Zachary Fillingham
The ascent of China’s economic influence in Africa is undeniable, with China surpassing the United States as the continent’s largest trade partner in 2009 and more recently quadrupling the US-Africa trade volume. The trade gap has US policymakers concerned over eroding US influence on the continent, increasing the appetite for developmental and infrastructure investment to facilitate US-Africa economic ties. It is in this context that the Lobito Corridor – a 1,300 km railway traversing Zambia, the Democratic Republic of Congo (DRC), and Zambia – first came to light in 2023.

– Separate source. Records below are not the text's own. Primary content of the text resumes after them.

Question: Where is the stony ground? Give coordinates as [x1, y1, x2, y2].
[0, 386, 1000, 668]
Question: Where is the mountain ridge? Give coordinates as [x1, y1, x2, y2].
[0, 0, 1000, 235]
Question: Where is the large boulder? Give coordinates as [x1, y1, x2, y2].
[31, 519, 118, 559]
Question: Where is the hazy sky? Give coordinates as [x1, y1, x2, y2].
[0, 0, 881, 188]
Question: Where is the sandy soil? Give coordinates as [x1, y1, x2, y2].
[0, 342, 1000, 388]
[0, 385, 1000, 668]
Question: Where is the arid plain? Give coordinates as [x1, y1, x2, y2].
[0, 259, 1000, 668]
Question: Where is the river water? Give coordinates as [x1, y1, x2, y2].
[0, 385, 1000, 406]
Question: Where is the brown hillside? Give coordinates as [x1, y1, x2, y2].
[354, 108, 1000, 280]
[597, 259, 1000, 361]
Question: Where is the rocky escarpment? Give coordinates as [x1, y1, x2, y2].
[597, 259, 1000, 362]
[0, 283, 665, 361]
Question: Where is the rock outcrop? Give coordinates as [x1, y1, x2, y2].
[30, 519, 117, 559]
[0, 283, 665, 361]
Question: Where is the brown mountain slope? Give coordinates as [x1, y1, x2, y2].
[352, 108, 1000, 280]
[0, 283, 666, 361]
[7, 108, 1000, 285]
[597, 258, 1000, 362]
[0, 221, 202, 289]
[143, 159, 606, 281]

Any US initiative in Africa is destined to play catch-up against China’s longer running and more comprehensive engagement strategy. Over the past decade, such efforts have run through the Belt and Road Initiative (BRI), a colossal infrastructure and economic development project spanning across Asia, Europe, and Africa. To date, 52 African governments have signed BRI-related Memorandums of Understanding (MoU), and the initiative has translated into billions of dollars invested in the construction of roads, ports, railways, and other critical infrastructure. In 2023 alone, some $21.7 billion in loans flowed from BRI to Africa.
Finance flows of this caliber are never geopolitically neutral, and in this case, they have provided China with unprecedented access to Africa’s vast mineral wealth, with just two examples being the Democratic Republic of Congo, where Chinese companies own 72% of all cobalt and copper mines, and Guinea, where Chinese companies dominate the bauxite industry and are major stakeholders in the sprawling Simandou iron mine.

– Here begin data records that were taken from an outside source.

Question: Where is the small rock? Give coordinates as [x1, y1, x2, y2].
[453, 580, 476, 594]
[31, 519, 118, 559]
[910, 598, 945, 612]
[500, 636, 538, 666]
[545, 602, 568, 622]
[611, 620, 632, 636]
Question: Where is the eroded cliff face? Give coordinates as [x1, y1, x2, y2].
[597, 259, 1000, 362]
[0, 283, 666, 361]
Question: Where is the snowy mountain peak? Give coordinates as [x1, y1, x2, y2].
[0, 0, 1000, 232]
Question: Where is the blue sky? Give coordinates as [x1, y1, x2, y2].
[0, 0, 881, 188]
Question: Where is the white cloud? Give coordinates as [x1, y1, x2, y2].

Lobito Corridor: Beating BRI at Its own Game
Enter the Lobito Corridor, a US-championed effort to engage with Africa in a manner similar to BRI. Announced in October of 2023 at the EU Global Gateway Forum, the project brings together the African Development Bank (AfDB), Africa Finance Corporation (AFC), United States, and European Commission, who together will realize the construction of a railway linking northwest Zambia to the Angolan port of Lobito on the Atlantic Ocean.